Some health enthusiasts swear by smartwatches as a way to monitor stress levels, but a recent study calls into question that common usage. The study, published in the Journal of Psychopathology and Clinical Science, claims that such watches display a very limited ability to actually communicate what a person’s psychological state is. Sometimes, a watch may think the user is stressed when they’re really just excited about something, researchers say.
The report looked at nearly 800 students who wore a Garmin Vivosmart 4 smartwatch and measured their self-reported emotional states against the metrics collected by the wearables. According to the study, the self-reports of the watch-wearers and the analyses provided by the watches bore little resemblance to one another. It notes:
We investigated the concurrent overlap between self-report and wearable sensor data measuring stress, tiredness, and sleep. For the majority of individuals in our sample, we found that self-report and physiological measures of stress show very weak to no associations.

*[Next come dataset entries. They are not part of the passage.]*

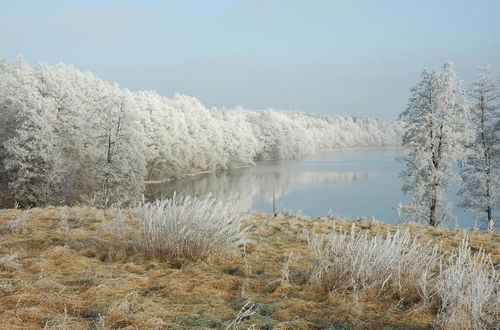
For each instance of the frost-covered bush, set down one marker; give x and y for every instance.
(67, 134)
(19, 223)
(464, 285)
(190, 228)
(469, 291)
(354, 263)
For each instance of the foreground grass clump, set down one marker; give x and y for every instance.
(464, 286)
(190, 229)
(82, 267)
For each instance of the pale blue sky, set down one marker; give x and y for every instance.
(345, 57)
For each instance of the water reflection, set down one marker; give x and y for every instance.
(351, 184)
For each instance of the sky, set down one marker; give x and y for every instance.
(334, 57)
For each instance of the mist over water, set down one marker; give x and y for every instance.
(348, 184)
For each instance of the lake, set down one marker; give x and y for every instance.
(348, 184)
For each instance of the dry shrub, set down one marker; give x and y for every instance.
(396, 264)
(19, 223)
(190, 228)
(469, 291)
(464, 286)
(10, 262)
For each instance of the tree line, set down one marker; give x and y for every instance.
(67, 136)
(447, 125)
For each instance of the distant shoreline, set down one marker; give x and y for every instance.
(183, 176)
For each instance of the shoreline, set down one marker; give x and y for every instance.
(193, 174)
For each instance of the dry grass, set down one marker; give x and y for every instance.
(71, 274)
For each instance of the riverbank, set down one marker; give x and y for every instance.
(59, 271)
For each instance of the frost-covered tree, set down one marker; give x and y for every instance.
(66, 135)
(481, 170)
(32, 157)
(435, 127)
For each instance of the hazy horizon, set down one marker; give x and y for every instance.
(334, 57)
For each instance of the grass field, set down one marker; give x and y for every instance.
(64, 268)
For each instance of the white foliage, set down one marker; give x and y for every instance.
(480, 190)
(67, 134)
(190, 228)
(356, 263)
(436, 129)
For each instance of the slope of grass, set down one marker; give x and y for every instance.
(66, 268)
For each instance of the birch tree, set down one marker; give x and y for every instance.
(435, 124)
(480, 173)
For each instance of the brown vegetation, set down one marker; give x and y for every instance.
(63, 268)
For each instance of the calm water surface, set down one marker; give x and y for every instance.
(348, 184)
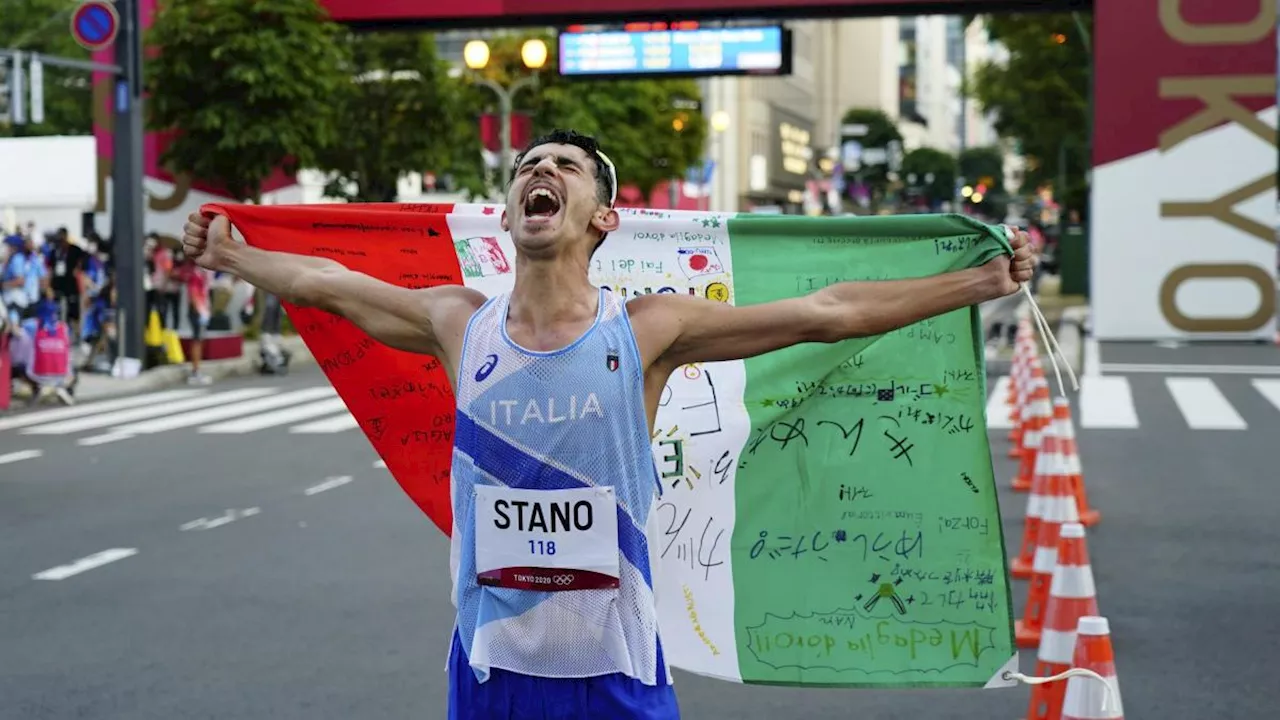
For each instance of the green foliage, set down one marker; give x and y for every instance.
(42, 26)
(1041, 96)
(881, 131)
(926, 162)
(632, 119)
(400, 112)
(250, 85)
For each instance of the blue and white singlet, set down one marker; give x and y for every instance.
(571, 418)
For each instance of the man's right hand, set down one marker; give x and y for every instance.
(205, 240)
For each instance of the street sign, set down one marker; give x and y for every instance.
(95, 23)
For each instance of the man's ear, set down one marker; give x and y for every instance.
(606, 220)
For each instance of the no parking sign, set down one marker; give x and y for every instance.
(95, 23)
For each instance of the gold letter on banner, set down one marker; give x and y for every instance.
(1257, 276)
(1217, 33)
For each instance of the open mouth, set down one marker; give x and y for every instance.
(540, 203)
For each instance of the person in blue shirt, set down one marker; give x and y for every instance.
(557, 386)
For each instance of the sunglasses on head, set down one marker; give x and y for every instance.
(613, 177)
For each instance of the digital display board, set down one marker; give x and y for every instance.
(703, 51)
(507, 13)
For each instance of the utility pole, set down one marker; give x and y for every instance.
(127, 218)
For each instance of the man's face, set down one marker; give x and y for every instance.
(553, 199)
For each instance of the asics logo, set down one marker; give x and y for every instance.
(490, 361)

These results raise several questions about differences between data sources and potential measurement issues.
Garmin advertises a stress-tracking capability for its smartwatches on its website. “Stress levels (0–100) are estimated by the Firstbeat Analytics engine, primarily using a combination of HR and HRV data. This data is recorded by the optical heart rate sensor on the back of your device.”
However, Garmin seems to admit that the quality and character of stress can be difficult to measure: “Public speaking and running up a flight of stairs can both send your heart racing, but the underlying reasons why are fundamentally different,” its website notes. The company suggests that wearing the watch more frequently can result in better measurements. “You can improve the quality of the insight gained by wearing your device as much as possible, especially while you sleep, because that is when your stress levels will typically be lowest,” the site states. “This helps create a better understanding of the full range of stress and relaxation states that you experience.”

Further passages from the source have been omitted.